Die Sabotage am Wasserkraftwerk Kahovka sowie die Sabotage an der Gaspipeline Severni Tok nährten Gerüchte darüber, wer die Sabotage tatsächlich begangen hat. Gleichzeitig lohnt es sich, an eine Geschichte aus dem Zweiten Weltkrieg zu erinnern, als die Führung der Sowjetunion gezielt einen Damm sprengte, um den Vormarsch der deutschen Militärmaschinerie zu bremsen. Klingt bekannt?
„Wir haben den Dnjepr-Staudamm gesprengt, um zu verhindern, dass dieses erste Kind eines sowjetischen fünfjährigen Mädchens in die Hände von Hitlers Schlägern fällt. Es wurden alle Maßnahmen ergriffen, damit die Deutschen den Staudamm und das Dnjepr-Staudamm nicht ausnutzen Maschinen“, sagte der Sprecher der sowjetischen Behörden, Lozovski, 1941.
In jenen Kriegstagen verfolgte die Sowjetunion eine „Nichts für Deutschland“-Politik. Die Absicht bestand darin, das vorrückende Deutschland mit jedem neuen zurückgelegten Meter zu schwächen. Dies stand im Gegensatz zu den Entwicklungen an der Westfront, wo Deutschland sich durch lokales Leben stärkte und sein Kampfpotential erhöhte. Die Sowjetunion zerstörte, lagerte und versteckte die Ernte und nahm auch viele landwirtschaftliche Maschinen mit. „Die Deutschen werden hier keine Rohstoffe, Lebensmittel oder Maschinen bekommen“ sagte Lozovski.

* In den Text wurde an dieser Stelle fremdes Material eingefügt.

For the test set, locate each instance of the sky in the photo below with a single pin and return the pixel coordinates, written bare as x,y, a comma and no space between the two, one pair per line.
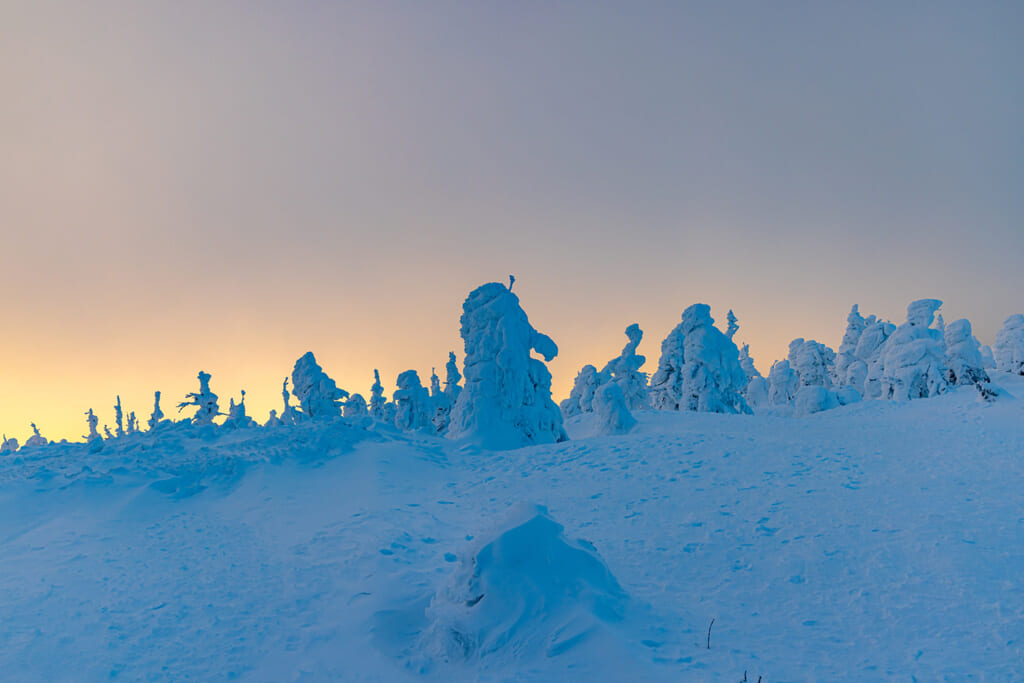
188,185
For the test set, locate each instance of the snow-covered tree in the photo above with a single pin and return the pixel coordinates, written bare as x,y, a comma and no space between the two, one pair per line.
582,396
698,369
613,416
36,438
237,418
988,357
377,399
8,446
847,356
452,378
355,408
205,400
1009,348
412,402
317,393
964,363
913,357
506,401
119,418
733,325
157,414
783,383
625,371
869,351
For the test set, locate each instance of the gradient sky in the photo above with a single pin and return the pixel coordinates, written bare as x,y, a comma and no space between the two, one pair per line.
224,185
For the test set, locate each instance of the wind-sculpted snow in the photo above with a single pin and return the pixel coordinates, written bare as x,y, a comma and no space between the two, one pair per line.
878,541
506,401
524,591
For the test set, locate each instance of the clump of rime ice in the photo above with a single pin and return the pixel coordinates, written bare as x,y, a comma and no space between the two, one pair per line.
377,399
582,396
613,416
412,402
698,369
1009,348
8,446
625,371
36,438
506,400
318,396
355,408
913,357
237,418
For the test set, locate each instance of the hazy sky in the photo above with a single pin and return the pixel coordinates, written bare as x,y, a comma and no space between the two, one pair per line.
224,185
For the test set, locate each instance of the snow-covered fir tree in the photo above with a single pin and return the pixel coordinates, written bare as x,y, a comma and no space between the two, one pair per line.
412,402
1009,347
965,366
318,396
625,371
913,357
8,446
355,408
119,419
582,395
698,369
506,400
36,438
237,418
612,413
205,400
157,414
733,325
377,399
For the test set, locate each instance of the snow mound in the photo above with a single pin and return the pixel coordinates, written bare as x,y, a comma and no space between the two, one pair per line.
527,591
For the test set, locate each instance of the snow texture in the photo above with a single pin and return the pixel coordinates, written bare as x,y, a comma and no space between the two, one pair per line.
318,396
506,400
1009,348
698,369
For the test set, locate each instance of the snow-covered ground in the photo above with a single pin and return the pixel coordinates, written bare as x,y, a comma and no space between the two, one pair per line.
880,541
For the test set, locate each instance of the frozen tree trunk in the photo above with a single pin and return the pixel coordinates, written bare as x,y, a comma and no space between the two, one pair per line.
506,400
318,396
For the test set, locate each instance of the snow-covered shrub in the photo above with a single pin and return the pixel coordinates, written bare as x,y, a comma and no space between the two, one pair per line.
698,369
205,400
355,408
237,418
157,414
8,446
1009,348
506,400
412,402
625,371
869,351
988,357
733,325
782,383
964,363
318,396
913,357
377,398
613,416
582,396
36,438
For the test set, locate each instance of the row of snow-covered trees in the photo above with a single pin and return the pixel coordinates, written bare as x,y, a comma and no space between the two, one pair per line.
505,400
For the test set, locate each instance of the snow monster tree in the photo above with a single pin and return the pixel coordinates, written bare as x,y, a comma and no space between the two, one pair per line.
506,401
698,369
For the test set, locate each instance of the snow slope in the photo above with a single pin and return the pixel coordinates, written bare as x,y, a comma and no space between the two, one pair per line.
879,541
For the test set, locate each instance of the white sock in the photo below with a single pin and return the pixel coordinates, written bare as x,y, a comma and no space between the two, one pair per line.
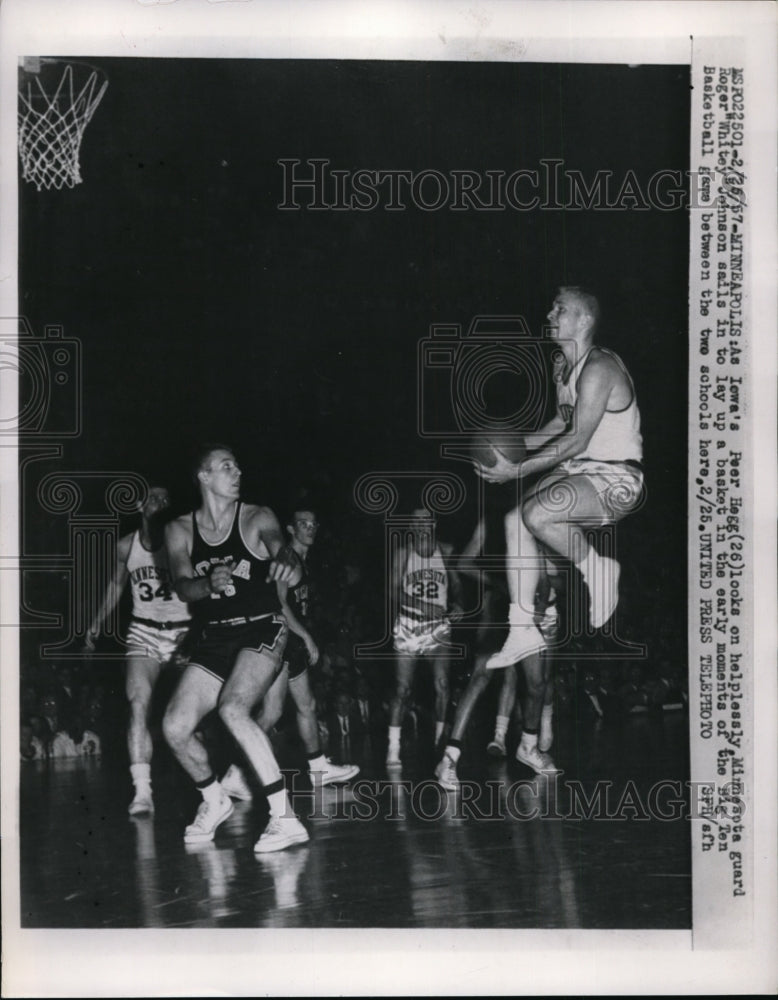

Nach der Explosion überschwemmte Wasser aus dem Staudamm das Dnipro-Gebiet. Bei den Überschwemmungen kamen Tausende Zivilisten und Soldaten beider Konfliktparteien ums Leben. Als die deutsche Wehrmacht das Gebiet tatsächlich eroberte, gelang es ihr, den Damm teilweise zu reparieren, doch nur zwei Jahre später, als sich die Lage auf dem Schlachtfeld änderte, wurde er erneut gesprengt. Der Damm wurde im Zweiten Weltkrieg am Ende des Krieges wieder aufgebaut.
Der größte in Europa
Der Staudamm am Dnipro speiste das damals leistungsstärkste Wasserkraftwerk Europas. Es handelte sich um eines der größten Paradeprojekte der Sowjetunion, und seine Zerstörung wurde im englischen Guardian mit dem Brand Moskaus im Jahr 1812 verglichen.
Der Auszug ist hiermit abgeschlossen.